Via a not particularly elegant gismo that plugs into the mains socket

the data is fed round the building. So in the case of broadband, your ADSL router output is connected to the mains, and picked up in any other room in the building, where you can plug in another computer to link to the broadband connection. This site or this site have quite a good explanation of what you can buy (disclaimer, I have no connection to either). You can use it for say hi-fi too.

Has anybody got any actual experience of using systems like this, and what have you thought of it?


I vaguely remember something

I vaguely remember something about it last time around but hearing that the data degrades quite badly?

Interesting idea

I think I read a while back they already have the ability to do this in France or Germany, not heard any feedback though.

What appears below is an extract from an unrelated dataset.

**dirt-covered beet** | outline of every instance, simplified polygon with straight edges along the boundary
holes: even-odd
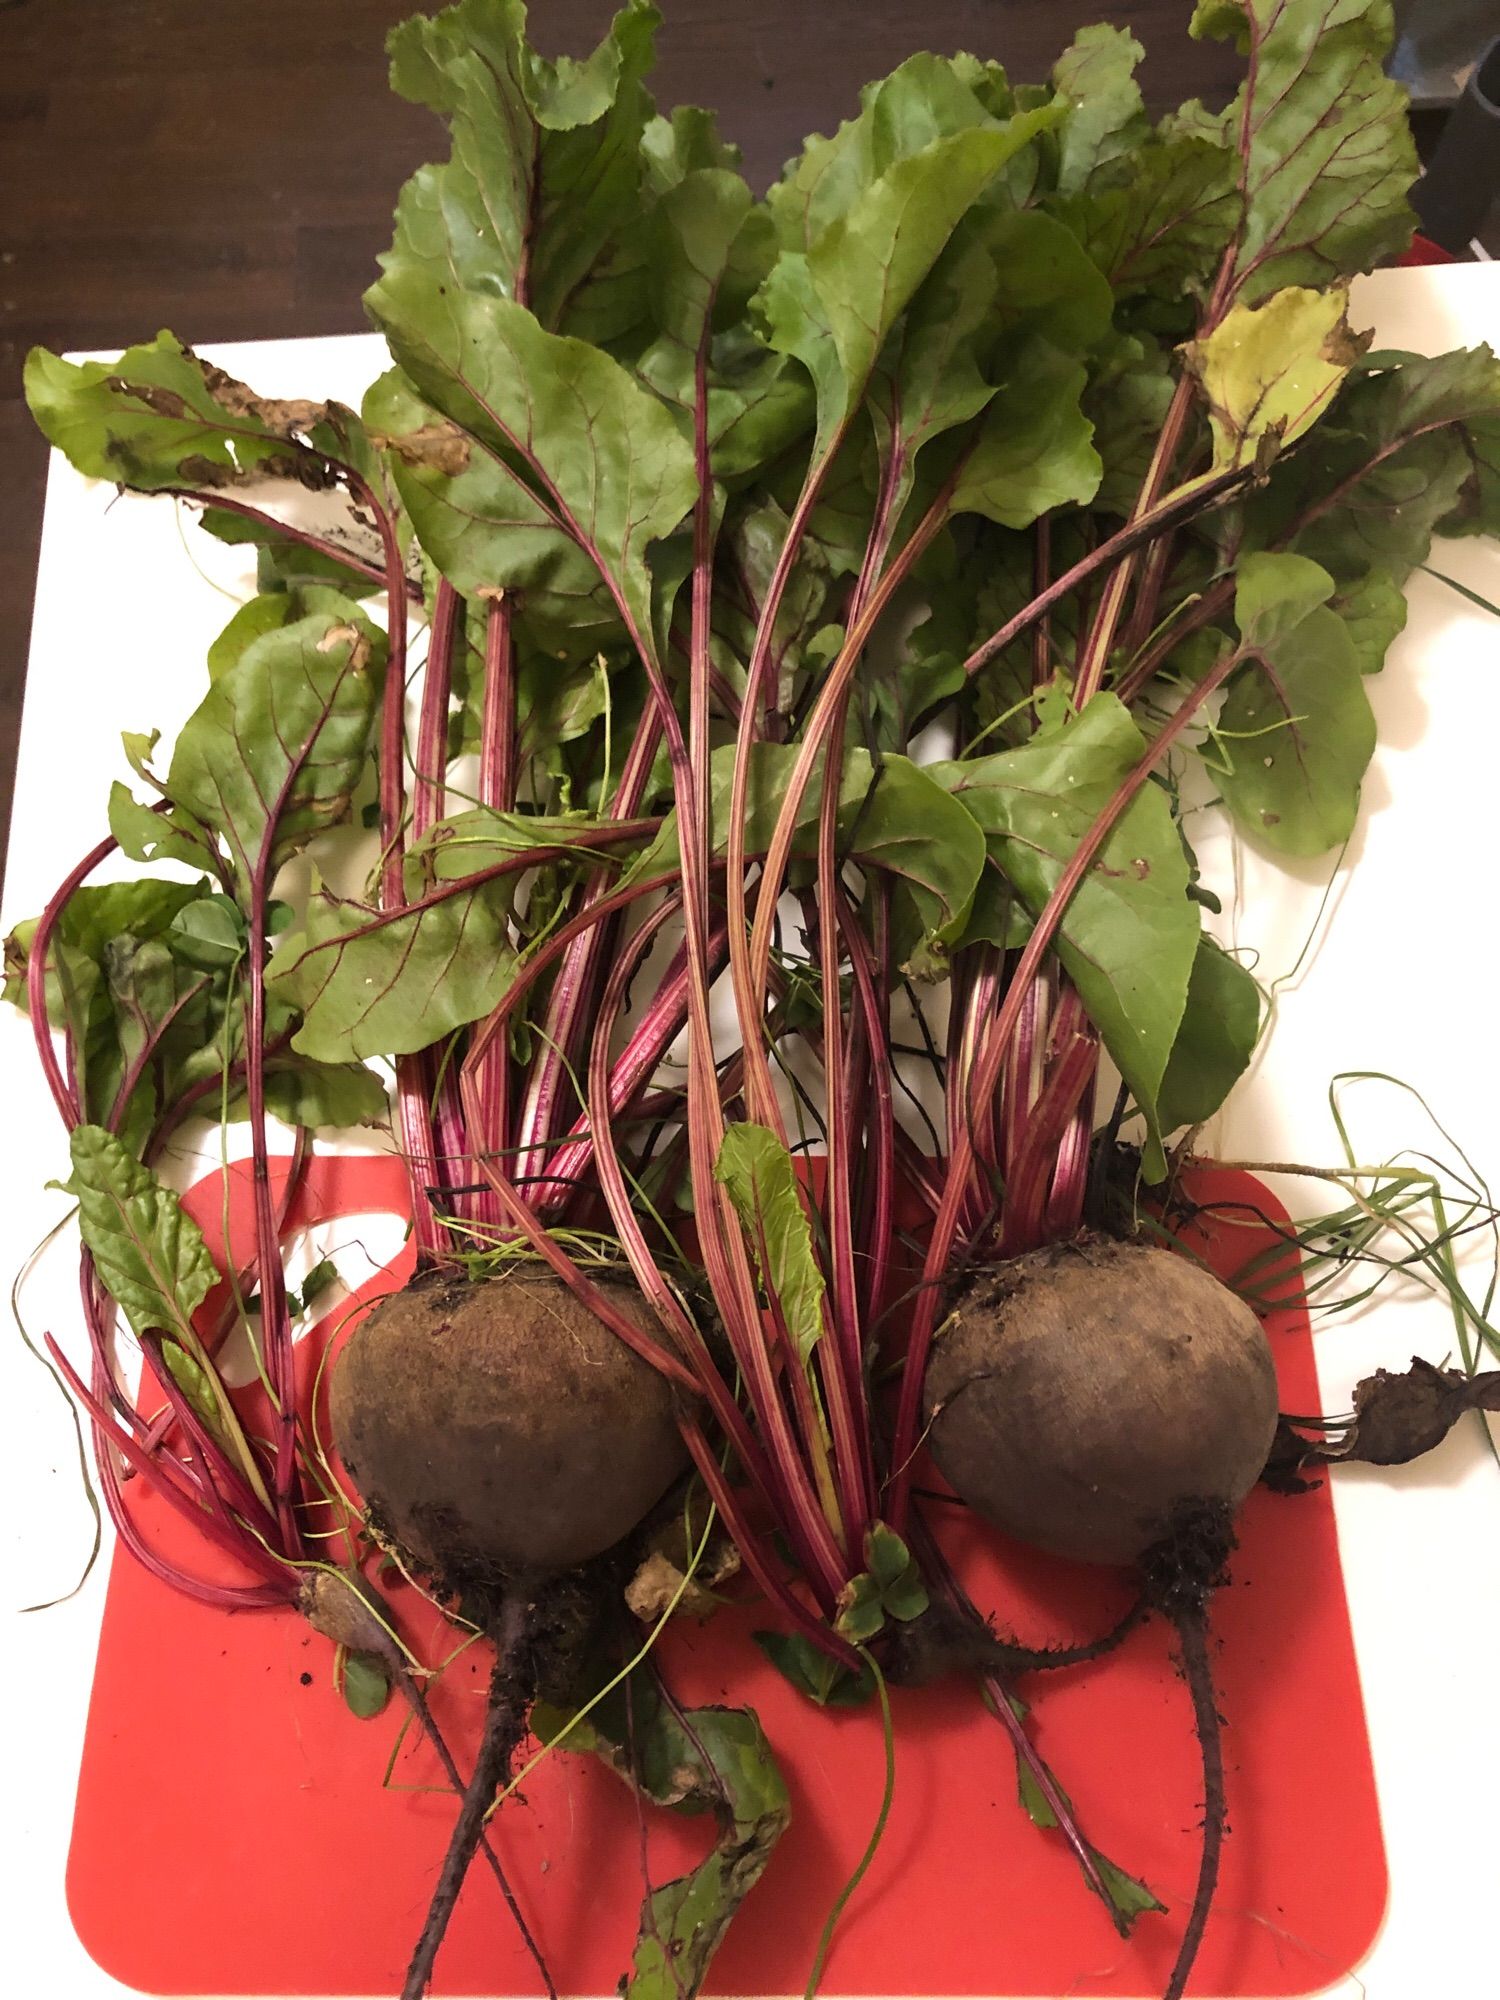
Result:
[[[1080,1239],[972,1279],[925,1385],[933,1457],[977,1512],[1086,1562],[1135,1562],[1189,1503],[1233,1510],[1276,1430],[1260,1322],[1211,1273]]]
[[[637,1293],[608,1292],[655,1332]],[[686,1463],[665,1379],[532,1265],[432,1273],[384,1300],[330,1408],[377,1525],[455,1586],[590,1561]]]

When I moved to Canada, my landlord said I got free internet access w/ the apartment. It turns out there were 2 ways to get it, both from her connection elsewhere in the building. 1 was wi-fi which worked poorly due to the think walls. The second was a method using the electrical sockets, using an adapter like in that second link. The adapter worked quite well, and I could get good speeds. The uptime was pretty good, but it would go through occasional lags. The cool thing was I could move it from room to room and it would still work.

I ened up having to get my own cable line due to not being able to share this one connection between my 2 computers, but it may have been a problem with my router rather then the internet over wire thing.


The local electricity company has been carrying out live feasibility studies for a couple of years now. Since Austrians are early adopters when it comes to telecom/internet/gadgets, I guess that the lack of news means that there have been stumbling blocks.

I seem to remember impressively high speeds being talked about, but then degrading the further you were from a sub-station (not good in the mountains) and the more people used your network.

Plus broadband is cheap and has a wide coverage.